[slurm-users] Slurm: Socket timed out on send/recv operation - slurm 17.02.2
Buckley, Ronan
Ronan.Buckley at Dell.com
Tue Jun 25 10:28:45 UTC 2019
Is there a way to diagnose if the I/O to the /cm/shared/apps/slurm/var/cm/statesave directory (Used for job status) on the NFS storage is the cause of the socket errors?
What values/threshold from the nfsiostat command would signal the NFS storage as the bottleneck?
From: Buckley, Ronan
Sent: Tuesday, June 25, 2019 11:21 AM
To: Slurm User Community List; slurm-users-bounces at lists.schedmd.com
Subject: RE: [slurm-users] Slurm: Socket timed out on send/recv operation - slurm 17.02.2
Hi,
I can reproduce the problem by submitting a job array of 700+.
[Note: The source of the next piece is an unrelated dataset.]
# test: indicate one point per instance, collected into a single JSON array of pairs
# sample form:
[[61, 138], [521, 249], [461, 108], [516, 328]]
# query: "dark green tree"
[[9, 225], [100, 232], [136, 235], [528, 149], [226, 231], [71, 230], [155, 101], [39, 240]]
The slurmctld log file is also regularly outputting:
[2019-06-25T11:35:31.159] sched: 157 pending RPCs at cycle end, consider configuring max_rpc_cnt
[2019-06-25T11:35:43.007] sched: 193 pending RPCs at cycle end, consider configuring max_rpc_cnt
[2019-06-25T11:36:56.517] backfill: 256 pending RPCs at cycle end, consider configuring max_rpc_cnt
[2019-06-25T11:37:29.620] backfill: 256 pending RPCs at cycle end, consider configuring max_rpc_cnt
[2019-06-25T11:37:45.429] sched: 161 pending RPCs at cycle end, consider configuring max_rpc_cnt
[2019-06-25T11:38:00.472] backfill: 256 pending RPCs at cycle end, consider configuring max_rpc_cnt
The max_rpc_cnt is currently set to its default of zero.
Rgds
Ronan
From: slurm-users <slurm-users-bounces at lists.schedmd.com<mailto:slurm-users-bounces at lists.schedmd.com>> On Behalf Of Marcelo Garcia
Sent: Tuesday, June 25, 2019 10:35 AM
To: Slurm User Community List
Subject: Re: [slurm-users] Slurm: Socket timed out on send/recv operation - slurm 17.02.2
[EXTERNAL EMAIL]
Hi
It seems a problem we discussed a few days ago:
https://lists.schedmd.com/pipermail/slurm-users/2019-June/003524.html
But in that thread I thinking we were using slurm with workflow managers. It's interesting that you have the problem after adding the second server and with NFS share. Do you have this problem randomly or it's always happening on your jobs?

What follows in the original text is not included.